La constatazione della differenza, un rimando a Montesquieu

Anche se apparentemente irrilevante, il lettore di questo libro potrebbe vivere la stessa esperienza vissuta dai lettori delle Lettere persiane di Montesquieu. Come molti ben ricorderanno, si tratta di un romanzo epistolare in cui il grande signore di Ispahan, Usbek, desideroso di conoscere il mondo, parte con un amico, Rica, alla scoperta dell’Occidente. Durante il loro lungo viaggio scambiano con diversi amici delle lettere per riferire loro le proprie impressioni sulla civiltà occidentale, sui costumi e sulla vita quotidiana di Parigi e per ricevere notizie dalla Persia, in particolare dall’harem di Usbek, a Ispahan, dove regna il disordine dopo la partenza del signore. Questo libro, così come quello di Blandi, affronta un importante nodo sociologico, ossia la constatazione della differenza e della relatività dei mondi sociali, unita al desiderio di scoprirne le cause. Questo è ciò che rileva un occhio attento anche dalla lettura di Appuntamento a La Goulette, e cioè la necessità di sviluppare una sorta di “curiosità sociologica” e uno sguardo straniante. In altre parole: bisogna eliminare il pregiudizio e lasciar spazio alla curiosità verso il “diverso”. Se si pensa alla storia dell’uomo sin dalle origini, è facile riscontrare come essa sia sempre stata caratterizzata da migrazioni. Gruppi, comunità, popoli spostatisi da una regione all’altra in cerca di nuove, migliori condizioni di vita. La decisione di lasciare il proprio paese è stata spesso accompagnata da quella che il sociologo algerino Abdelmalek Sayad definisce come una «sovversiva aspirazione all’emancipazione».

 

Il trauma della “doppia assenza” in bilico tra origine e destinazione

Fin qui abbiamo analizzato le cause che spesso portano allo spostamento da un luogo a un altro e, dunque, da una cultura a un’altra. Ora bisogna concentrarsi su quelle che invece sono le conseguenze, nodo attorno al quale si svolge gran parte della riflessione dell’autore. Il punto è questo: l’immigrato subisce spesso quello che viene definito dai sociologi come un vero shock culturale dovuto principalmente allo sradicamento dal proprio ambiente e alla contemporanea mancanza di strumenti idonei a risolvere i problemi con cui viene a contatto nella cultura d’arrivo. Il risultato? A causa della marginalità sociale dovuta all’essere straniero, il processo di identificazione risulta più che mai messo in pericolo. In tutto questo quadro assolutamente “desolante” il testo di Blandi pone al centro della trattazione una migrazione più volte definita «anomala». Perché? Principalmente perché le spinte provenienti dal basso, di solito soggette a pregiudizi, sono state quelle di maggiore rilievo nel processo di integrazione, poi perché invece di una sorta di “colonizzazione rovesciata della lingua dell’immigrato” – che è ciò che normalmente accade –, in questo caso arabo e siciliano si sono fusi dando origine a una nuova lingua locale.

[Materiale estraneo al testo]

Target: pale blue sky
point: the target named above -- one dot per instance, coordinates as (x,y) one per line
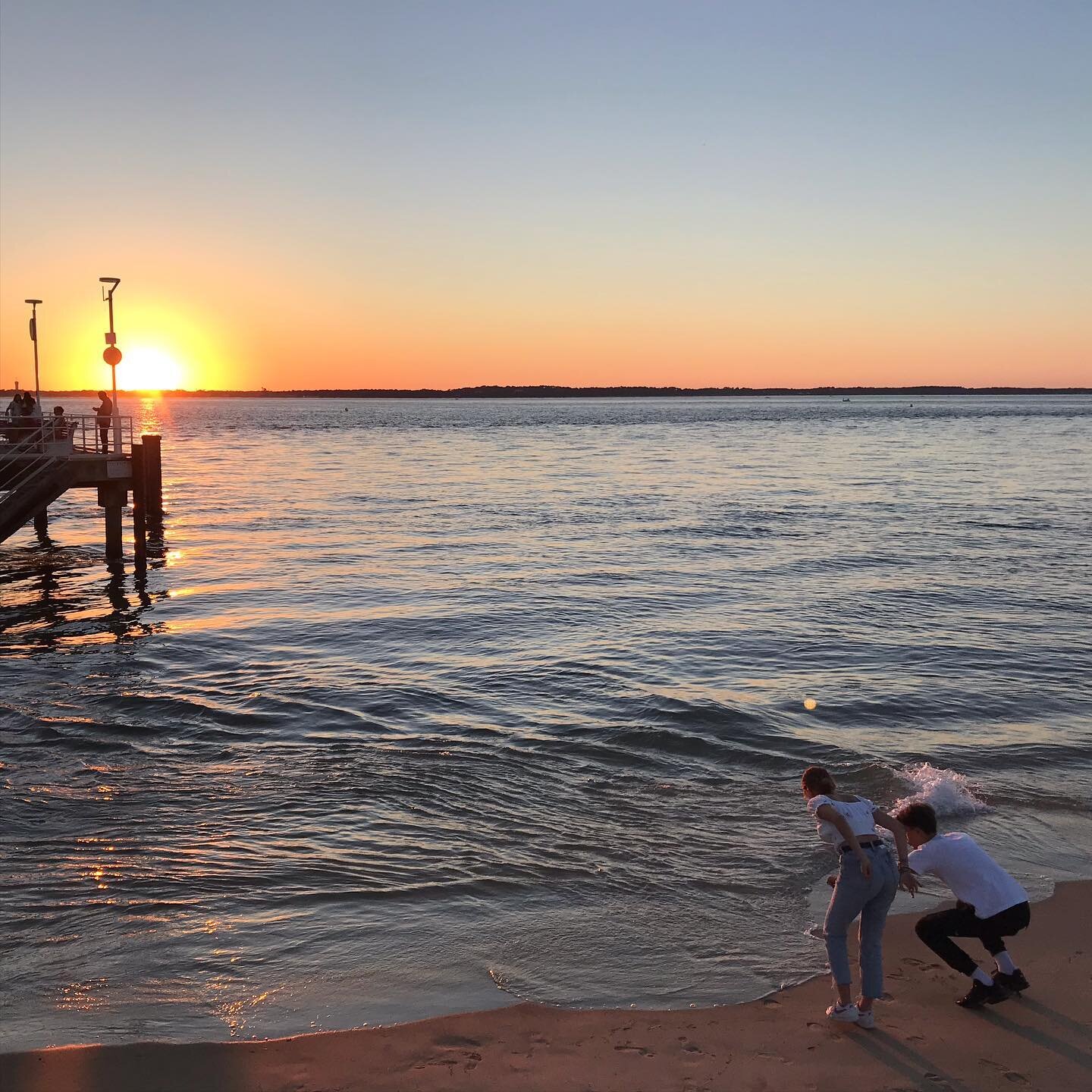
(930,152)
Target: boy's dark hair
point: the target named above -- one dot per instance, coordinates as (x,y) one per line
(920,816)
(817,780)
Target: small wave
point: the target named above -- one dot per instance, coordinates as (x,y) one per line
(948,792)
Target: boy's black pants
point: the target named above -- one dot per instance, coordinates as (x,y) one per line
(937,930)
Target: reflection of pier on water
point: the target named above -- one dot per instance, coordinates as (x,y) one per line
(60,598)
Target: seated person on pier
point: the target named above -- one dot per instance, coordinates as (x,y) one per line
(58,425)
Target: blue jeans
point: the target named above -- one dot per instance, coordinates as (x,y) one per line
(871,899)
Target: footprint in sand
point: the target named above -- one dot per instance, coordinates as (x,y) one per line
(1009,1075)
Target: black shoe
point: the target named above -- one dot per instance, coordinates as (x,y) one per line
(980,995)
(1015,983)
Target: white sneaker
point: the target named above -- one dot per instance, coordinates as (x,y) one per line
(843,1014)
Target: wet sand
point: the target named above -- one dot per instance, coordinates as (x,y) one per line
(923,1040)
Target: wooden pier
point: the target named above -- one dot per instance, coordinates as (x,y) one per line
(41,464)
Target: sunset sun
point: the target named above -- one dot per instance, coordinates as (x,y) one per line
(149,369)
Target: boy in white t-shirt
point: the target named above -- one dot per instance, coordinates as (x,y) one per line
(990,905)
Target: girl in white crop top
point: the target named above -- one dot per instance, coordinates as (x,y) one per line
(866,885)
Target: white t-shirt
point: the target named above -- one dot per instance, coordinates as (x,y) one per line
(970,871)
(858,814)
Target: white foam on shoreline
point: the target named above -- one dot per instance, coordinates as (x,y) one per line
(948,792)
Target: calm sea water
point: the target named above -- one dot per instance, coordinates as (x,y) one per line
(432,705)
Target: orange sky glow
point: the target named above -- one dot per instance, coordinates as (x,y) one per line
(487,202)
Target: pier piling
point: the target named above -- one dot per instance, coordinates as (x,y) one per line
(140,526)
(113,499)
(153,475)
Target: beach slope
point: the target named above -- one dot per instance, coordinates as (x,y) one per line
(924,1041)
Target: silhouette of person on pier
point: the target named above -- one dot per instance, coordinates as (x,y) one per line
(103,414)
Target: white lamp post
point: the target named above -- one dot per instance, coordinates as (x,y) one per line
(113,356)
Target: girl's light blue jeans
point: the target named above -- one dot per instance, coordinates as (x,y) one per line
(871,899)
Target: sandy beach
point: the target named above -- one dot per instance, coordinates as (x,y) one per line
(924,1041)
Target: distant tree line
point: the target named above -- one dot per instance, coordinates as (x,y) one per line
(592,392)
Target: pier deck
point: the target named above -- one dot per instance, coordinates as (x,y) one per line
(39,464)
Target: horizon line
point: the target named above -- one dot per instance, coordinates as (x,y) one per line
(550,390)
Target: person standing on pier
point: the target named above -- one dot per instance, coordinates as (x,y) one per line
(103,414)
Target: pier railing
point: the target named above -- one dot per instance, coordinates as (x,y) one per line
(58,437)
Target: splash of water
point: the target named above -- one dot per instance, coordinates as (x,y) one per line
(950,793)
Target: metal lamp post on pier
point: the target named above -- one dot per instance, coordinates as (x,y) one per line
(34,337)
(113,356)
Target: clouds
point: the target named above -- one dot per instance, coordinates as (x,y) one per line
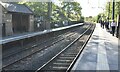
(92,7)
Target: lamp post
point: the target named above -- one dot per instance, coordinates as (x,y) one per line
(109,12)
(113,9)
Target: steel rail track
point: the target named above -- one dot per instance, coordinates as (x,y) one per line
(37,50)
(50,64)
(35,45)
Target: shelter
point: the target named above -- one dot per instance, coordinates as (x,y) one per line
(16,18)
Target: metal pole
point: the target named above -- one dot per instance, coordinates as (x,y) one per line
(49,14)
(109,12)
(113,10)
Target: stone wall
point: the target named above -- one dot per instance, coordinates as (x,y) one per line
(31,23)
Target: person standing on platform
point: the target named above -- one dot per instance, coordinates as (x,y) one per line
(107,25)
(113,25)
(103,24)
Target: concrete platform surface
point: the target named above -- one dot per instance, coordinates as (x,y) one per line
(101,52)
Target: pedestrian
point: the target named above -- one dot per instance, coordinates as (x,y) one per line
(107,25)
(113,25)
(103,24)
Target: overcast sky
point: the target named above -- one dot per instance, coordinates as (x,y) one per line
(92,7)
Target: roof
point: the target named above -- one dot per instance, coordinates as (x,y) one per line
(19,8)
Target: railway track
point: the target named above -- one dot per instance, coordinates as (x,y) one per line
(36,51)
(66,58)
(37,44)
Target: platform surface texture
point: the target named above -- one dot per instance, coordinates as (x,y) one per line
(101,52)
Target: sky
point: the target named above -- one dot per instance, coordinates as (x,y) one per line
(92,7)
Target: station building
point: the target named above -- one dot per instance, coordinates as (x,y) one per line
(16,19)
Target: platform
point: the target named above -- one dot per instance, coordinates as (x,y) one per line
(27,35)
(101,52)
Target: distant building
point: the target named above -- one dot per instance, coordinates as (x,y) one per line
(16,18)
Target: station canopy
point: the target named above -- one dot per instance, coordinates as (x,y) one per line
(16,8)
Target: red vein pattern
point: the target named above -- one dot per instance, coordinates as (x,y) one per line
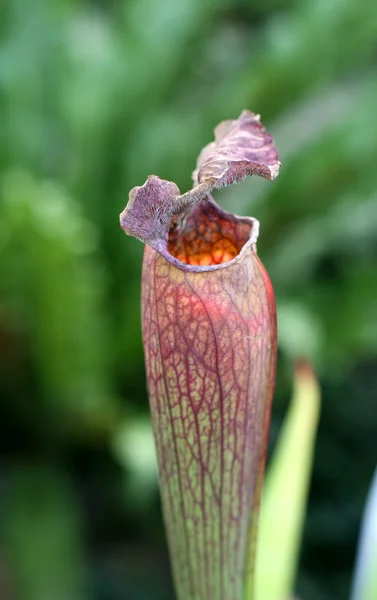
(210,351)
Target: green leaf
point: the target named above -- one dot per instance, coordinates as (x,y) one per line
(285,493)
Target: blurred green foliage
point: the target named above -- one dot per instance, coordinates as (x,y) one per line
(94,96)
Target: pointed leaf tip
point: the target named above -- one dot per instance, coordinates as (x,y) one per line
(242,147)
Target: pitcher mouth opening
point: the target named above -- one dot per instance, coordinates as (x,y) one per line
(208,236)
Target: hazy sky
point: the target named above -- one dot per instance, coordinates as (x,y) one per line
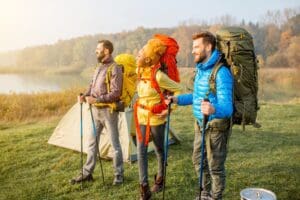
(32,22)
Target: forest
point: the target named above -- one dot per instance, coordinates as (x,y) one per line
(276,40)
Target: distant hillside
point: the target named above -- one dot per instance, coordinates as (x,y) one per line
(278,45)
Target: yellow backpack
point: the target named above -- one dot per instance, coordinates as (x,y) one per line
(127,61)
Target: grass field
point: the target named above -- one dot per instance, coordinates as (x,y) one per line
(268,157)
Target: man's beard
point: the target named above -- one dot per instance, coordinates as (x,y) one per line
(201,57)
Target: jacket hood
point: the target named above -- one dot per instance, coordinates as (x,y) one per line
(211,61)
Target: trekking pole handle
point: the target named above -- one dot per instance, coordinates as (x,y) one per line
(205,117)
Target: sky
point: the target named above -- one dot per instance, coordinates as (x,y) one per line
(34,22)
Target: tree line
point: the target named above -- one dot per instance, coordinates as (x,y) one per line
(276,40)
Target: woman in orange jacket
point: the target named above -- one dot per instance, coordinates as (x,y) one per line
(151,111)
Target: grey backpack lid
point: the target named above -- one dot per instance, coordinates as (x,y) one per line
(257,194)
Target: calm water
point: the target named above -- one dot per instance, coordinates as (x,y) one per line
(16,83)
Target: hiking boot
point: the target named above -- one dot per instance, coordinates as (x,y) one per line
(204,196)
(81,178)
(145,192)
(118,180)
(158,185)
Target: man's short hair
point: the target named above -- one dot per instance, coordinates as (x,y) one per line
(107,45)
(208,38)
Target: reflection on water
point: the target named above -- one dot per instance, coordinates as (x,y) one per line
(18,83)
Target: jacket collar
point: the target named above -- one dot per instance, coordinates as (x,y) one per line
(210,62)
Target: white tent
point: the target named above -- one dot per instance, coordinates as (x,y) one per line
(67,133)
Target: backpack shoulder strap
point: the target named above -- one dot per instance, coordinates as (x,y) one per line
(212,78)
(154,82)
(108,76)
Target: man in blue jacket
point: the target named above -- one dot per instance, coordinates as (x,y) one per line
(219,108)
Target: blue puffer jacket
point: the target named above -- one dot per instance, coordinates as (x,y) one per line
(222,101)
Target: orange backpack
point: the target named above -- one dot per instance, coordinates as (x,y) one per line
(168,65)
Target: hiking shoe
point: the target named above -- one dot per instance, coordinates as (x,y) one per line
(118,180)
(145,193)
(81,178)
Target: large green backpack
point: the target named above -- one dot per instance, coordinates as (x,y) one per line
(236,45)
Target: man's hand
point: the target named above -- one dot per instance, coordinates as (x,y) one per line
(173,99)
(90,99)
(80,99)
(207,108)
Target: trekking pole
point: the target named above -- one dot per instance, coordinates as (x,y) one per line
(95,133)
(204,122)
(166,148)
(81,145)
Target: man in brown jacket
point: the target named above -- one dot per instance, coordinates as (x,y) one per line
(101,92)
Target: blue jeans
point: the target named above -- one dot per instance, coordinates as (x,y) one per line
(157,135)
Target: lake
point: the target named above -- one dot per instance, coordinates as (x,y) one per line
(20,83)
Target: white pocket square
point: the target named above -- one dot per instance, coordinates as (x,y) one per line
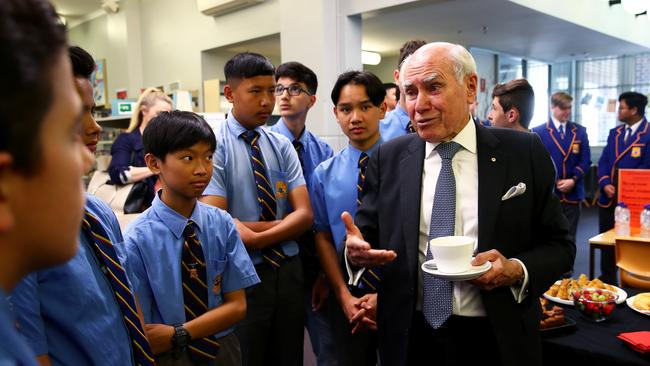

La storia di fronte alla quale ci pone l’autore spinge senza dubbio a un’acuta riflessione: nonostante i pregiudizi che si portano dietro i siciliani, è stata avviata una pacifica e sana convivenza tra comunità che non solo hanno originato un vero processo di integrazione ma «si sono esposti parafrasando Eduard Spranger, come occasione per l’uomo di ridestare e dischiudere la coscienza». Una narrazione che, incrociando le diverse vie dello stile saggistico e mettendo in risalto storie, racconti e miti, si propone di contribuire a generare percorsi di accoglienza più efficaci e rispettosi della dignità umana.